Turning Segment Rings

The picture below is of a typical segment ring, in this case it is a pattern ring, but they all have to go through the next part of the process, which is to make the opposite faces parallel and flat and running true in the lathe. You don't need to worry about the thickness, that should be turned when the segment ring has been glued to the segment stack.

In the picture above I have made the faces parallel and flat with the drum sander. Not essential to do both faces at this stage but I like to, it means the work will be close to running true. The problem is how to hold it to do the turning. Unless it is a very small ring it will not fit into a chuck. At a push you could use Cole Jaws, but the grips are rubber and even if you carefully make the ring it will not be a perfect polygon, so you will not get a good grip with every jaw, and they were intended for the light turning of the base of a bowl.
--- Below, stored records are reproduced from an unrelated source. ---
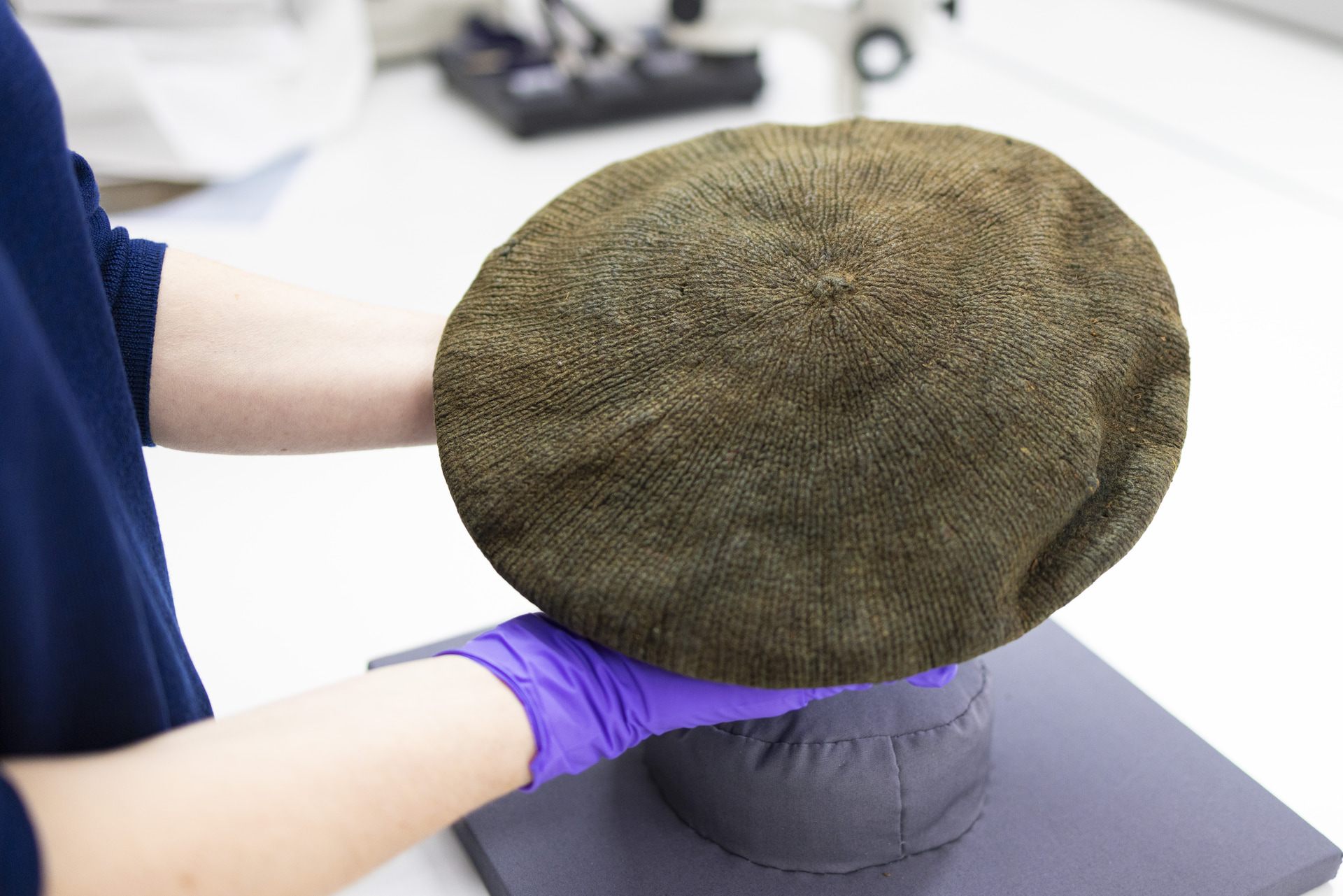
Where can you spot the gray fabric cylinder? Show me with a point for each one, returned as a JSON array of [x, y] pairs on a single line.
[[860, 779]]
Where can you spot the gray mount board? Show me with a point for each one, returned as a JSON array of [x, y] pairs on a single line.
[[1092, 790]]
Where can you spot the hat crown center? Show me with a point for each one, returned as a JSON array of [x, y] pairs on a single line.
[[832, 287], [860, 779]]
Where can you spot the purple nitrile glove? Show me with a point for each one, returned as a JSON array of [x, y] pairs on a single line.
[[588, 703]]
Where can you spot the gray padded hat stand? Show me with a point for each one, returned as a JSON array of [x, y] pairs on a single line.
[[1039, 771]]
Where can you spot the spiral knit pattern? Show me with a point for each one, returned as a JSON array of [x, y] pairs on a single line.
[[797, 406]]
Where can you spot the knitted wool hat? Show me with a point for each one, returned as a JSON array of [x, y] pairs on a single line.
[[798, 406]]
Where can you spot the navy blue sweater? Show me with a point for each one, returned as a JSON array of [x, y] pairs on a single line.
[[90, 653]]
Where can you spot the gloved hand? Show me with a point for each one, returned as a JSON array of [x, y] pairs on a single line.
[[588, 703]]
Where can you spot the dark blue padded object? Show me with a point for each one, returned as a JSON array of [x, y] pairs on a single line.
[[1091, 789]]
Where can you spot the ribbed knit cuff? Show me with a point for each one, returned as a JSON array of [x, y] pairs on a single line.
[[134, 309], [19, 865]]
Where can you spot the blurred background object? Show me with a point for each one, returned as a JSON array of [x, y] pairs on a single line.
[[1319, 17], [204, 90]]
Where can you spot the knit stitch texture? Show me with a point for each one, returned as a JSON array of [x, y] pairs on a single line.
[[797, 406]]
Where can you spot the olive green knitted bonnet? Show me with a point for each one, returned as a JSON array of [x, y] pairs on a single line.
[[800, 406]]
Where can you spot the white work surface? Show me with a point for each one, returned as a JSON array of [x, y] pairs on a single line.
[[1220, 135]]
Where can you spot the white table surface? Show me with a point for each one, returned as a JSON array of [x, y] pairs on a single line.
[[1221, 136]]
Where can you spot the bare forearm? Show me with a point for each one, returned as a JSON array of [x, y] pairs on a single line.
[[292, 799], [253, 366]]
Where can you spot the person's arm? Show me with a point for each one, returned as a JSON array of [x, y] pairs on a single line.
[[304, 795], [292, 799], [246, 364]]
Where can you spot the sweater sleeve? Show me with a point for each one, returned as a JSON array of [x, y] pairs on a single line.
[[131, 270], [17, 846]]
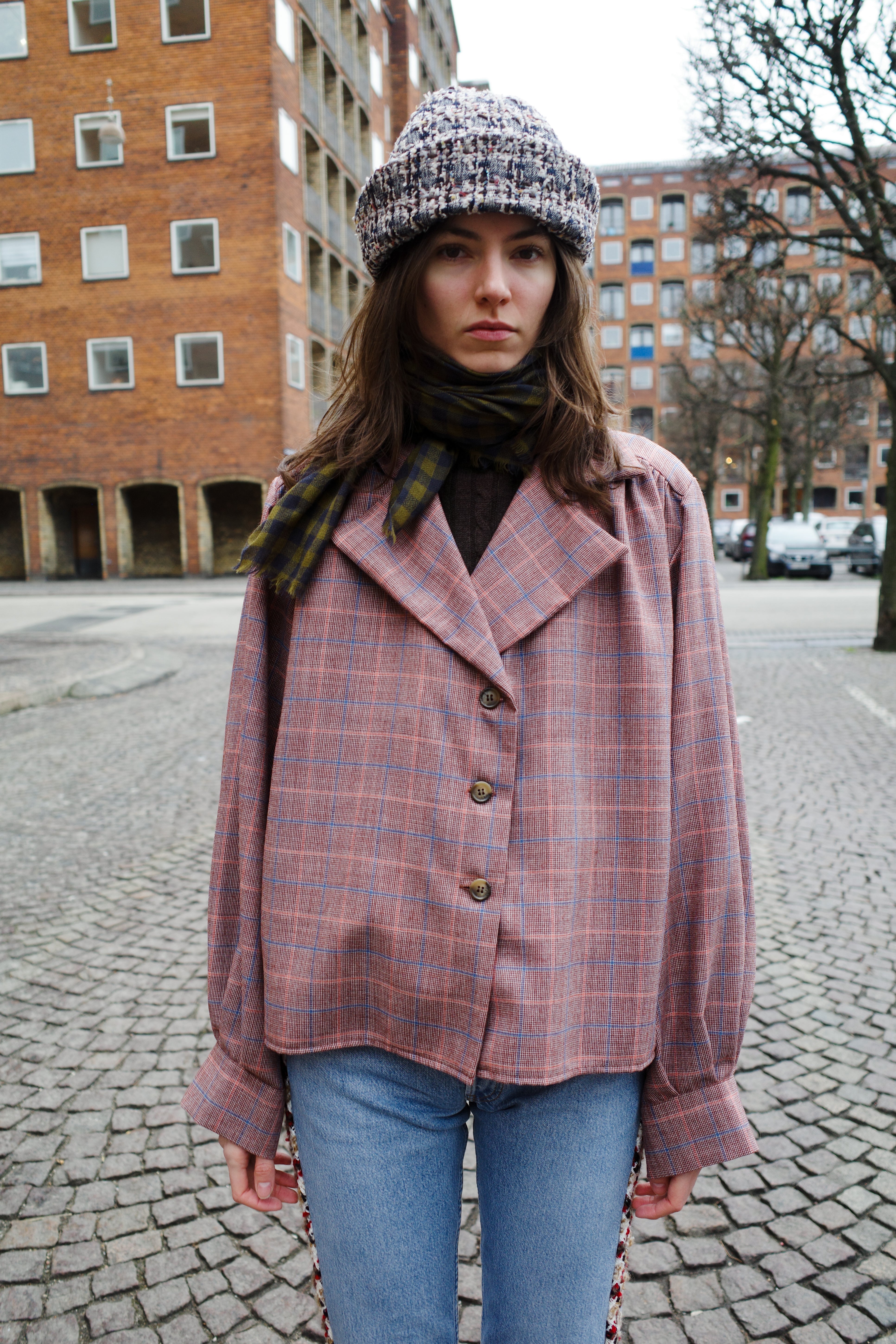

You can also use double sided carpet tape, and it needs to be the really sticky cloth backed high strength stuff. It should be stuck to a face plate mounted sacrificial wooden disk , turned true and flat. Remove the backing and place the ring, which must also have a flat and true face, centrally on the tape. It works very well, and I did this for some years, but getting the tape off after, and cleaning the sticky mess with White Spirit is a real 'faff'. I eventually realized that there had to be a better way.

So, I made some offset steel clamping washers for the Cole Jaws, shown below.

The washer is eccentric and tapered to an edge about 2 mm thick that is intended to bite into the workpiece.

The washers should all be set with the fat side facing out (for external grip) as in the picture above, with the screws just nipped up, and the chuck jaws gently closed. Those washers that do not touch the work when the jaws are gently nipped up should be rotated until they do, and the locking screws should then be tightened. You can then tighten the jaws, the washers will all bite into the work, and give a very secure grip. You can then turn the face flat and true.

The final stage is to hand sand using a flat sanding board whilst rotating the work to achieve an even finish. I lightly pencil mark the area to be sanded. When all the pencil marks have been sanded off your job is done and you have a suitable surface to glue the next segment ring to. Note that I use 80 grit sandpaper; it removes material quickly and gives a very good key for the adhesive. You do not want a super fine finish.

I have finished rings greater than 10 inches in diameter (I have 11.5 inches clearance), in that case you need to grip on the inside. They should be able to stand a significant tightening load, if they fall apart then your joints were not good enough.